If you asked me today, I’d say I am in favor of certifications and accreditation. If a professional organization offered a worthwhile broad certification, software may be a very different beast. I have seen the power of certifications through my friends in accounting and actuarial sciences; both professions are bolstered by their professional certification. I posit that software can be written by anyone, but maybe it shouldn’t be; with the proper certification we could increase code quality, security, safety, and base knowledge.
One could point out that software development currently has certifications such as those offered by Microsoft and Cisco, as well as a number of lesser-known bodies offering certifications in software testing and other areas. I find these certifications to be flimsy and unnecessarily specific—very different than the meaningful equivalent certification offered by a state’s bar exam (for lawyers).

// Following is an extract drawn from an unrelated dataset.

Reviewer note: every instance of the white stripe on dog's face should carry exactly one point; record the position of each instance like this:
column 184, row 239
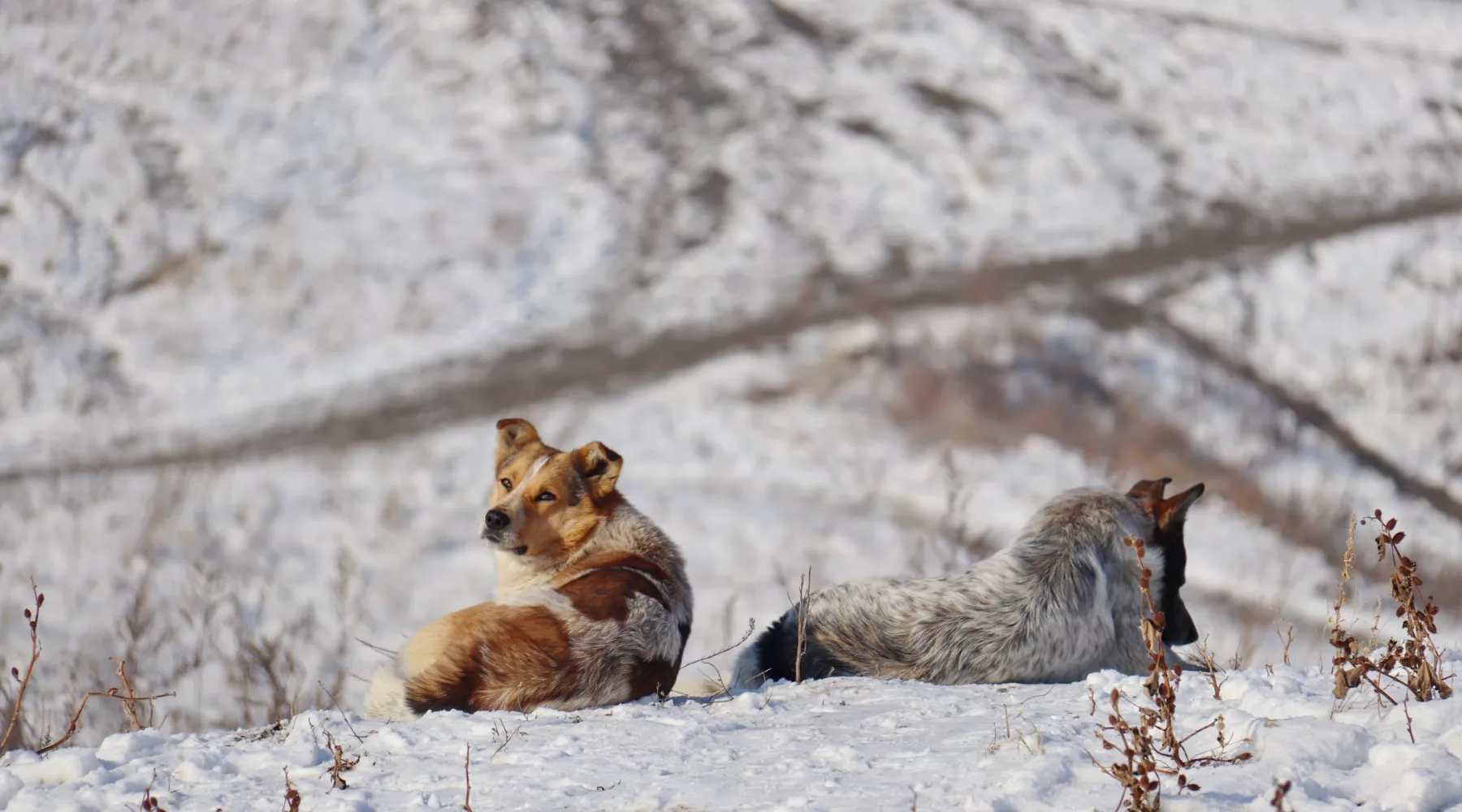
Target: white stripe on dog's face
column 539, row 466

Beyond ensuring a base set of knowledge, we could keep jobs that are being offshored and outsourced. How? The government requires that any company receiving federal money has to employ certified U.S. software developers. Now companies have a choice: cheap labor or government money. Certifications give funding bodies and customers one more knob to turn when deciding how much money to give or who to hire.
I’ve seen certification debated by some people who talk about how it would not work if imposed today. That’s true, but looking years into the future there could be a robust industry built on the backs of people willing to jump through hoops in order to focus on their craft. Today, a high school kid could be a lawyer, except for the bar exam; the same prodigious youth could be a doctor, except for the certification. Uncertified people may even be better than their educated counterparts, but judging by who we go to for legal advice and medical help, few people care to take a chance on those unwilling or unable to take the tests. Our society is built on signaling mechanisms that reward dedication to a craft; software certifications would be no different.
Googling for the benefits of professional certifications I came across a number of interesting studies and opinions. Argument from authority was common as people state how certifications exist for law, medicine, accounting, personal training, social work, education, and more; this makes certifications popular, not right. Determining what certification exams is a really hard problem, and centralizing the power stands to create corruption and slow the industry. Certification also works to unionize professionals and redistribute wealth. From a laziness standpoint, certifications layer on a lot of work and responsibility.
So, given the advantages and disadvantages, are certifications in software good, bad, or just plain ugly?